Costing data management

November 8, 2010

There have been a few events of late on costing research data management. Two that I’ve attended are:

Roles and responsibilities were a key theme. Is data management the concern of researchers, their institutions, funders or disciplinary data centres? At the RDMF, Jeff Haywood, Vice Principal for Knowledge Management at University of Edinburgh, described the institution as the place of last resort for preserving data. They hope to direct researchers to external data centres where possible but are concerned to keep a register of the data so they know where their assets are and can act to secure these if external services are under the threat of closure.

A breakout session at the RDMF on institutional solutions versus national data centres reached a similar conclusion. It isn’t a matter of choice – we have to live with a mixed landscape. It was argued there should be more services at local level: a sort of first step data management service. A series of handovers could then scale up to various levels as appropriate based on the nature of the data, the available infrastructure and the specific requirements of each case. Jeff’s argument holds well in this scenario – HEIs don’t need to provide a complete infrastructure, just add to existing provision where required and most importantly know what they own and where this is.

At the JISC workshop, Andrew Bush of KPMG addressed how costs can be built into research funding bids when there’s a gap in provision.  He recommended that data management support costs should be recovered through indirects, as this is apparently where research councils see them being placed. He advised not to class data management infrastructure as research facilities, as the cost of these should only be applied when the facility is used by a project – not on every bid – so you need to work at capacity. Also, as projects typically draw on data management infrastructure once finished, it’s better to include this as an indirect cost. It seems research funders are willing to meet data management costs but it’s quite an untested area so examples of how people have costed in support would be welcome.
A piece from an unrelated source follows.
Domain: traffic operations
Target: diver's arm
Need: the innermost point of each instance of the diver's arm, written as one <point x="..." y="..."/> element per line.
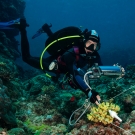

One aspect where headway has been made is in defining some of those costs. The JISC MRD projects have been asked to identify researcher needs and pilot services to address these. At Leicester they’ve been investigating the provision of ‘good enough’ data centres, which provide robust but cheaper storage to researchers. The cost comparison was £400 per Tb per year versus the usual £1 a Gb a day on university SANs. Jonathan Tedds reported that the reception to this has been overwhelming, as researchers often struggle to manage their own storage and back-up efficiently. Comparable charges were noted by other JISC projects too.

More work is underway across the MRD programme on defining benefits and business models for sustainability. This will be presented at the International workshop in Birmingham in March 2011.

Initial test user thoughts, and my cautious optimism

November 5, 2010

We recently had our very first guinea pig researcher evaluation exercise of the nascent Cambridge web pages for data management support. This was, as you might imagine, very helpful. We’ve been squinting into our computer screens for a while on these, and this gave us an opportunity to take a quick step back and make some adjustments.

We have now received a bit of support and encouragement for our (a) FAQ-centric format, (b) light-weight level of detail with many ‘further reading’ links for adventurous souls, (c) categories of support/guidance, i.e. ‘managing your data’, ‘organising your data’, ‘accessing your data’, and ‘looking after your data’, and (d) topics.  So, with this first data point, I breathe a tentative sigh of relief. Wheh!

There were also some well-earned criticisms and helpful suggestions. Here are some of those:

  • Practice what you preach! (We have instructed researchers to use open formats, and, where necessary, use PDF/A rather than PDF formats. But we had a lone Excel spreadsheet attachment on one of our pages. Hmm…)
  • ‘Teaser’ text explaining links or categories must be precise and complete. (This may sound obvious, but it’s encouraging to see that our test user read and depended on this text, and we will give it some more thought).
  • Including Pros & Cons is pretty much always helpful, especially when a question has no definitive answer that will serve all users best.
  • ‘Return to top’ buttons are a site user’s best friend!
  • Reminder: There are preferred formats for preserving file content in the long term, and preferred formats for preserving maximum file usability in the short/medium term, and the two aren’t always the same; we need to make sure that users understand this.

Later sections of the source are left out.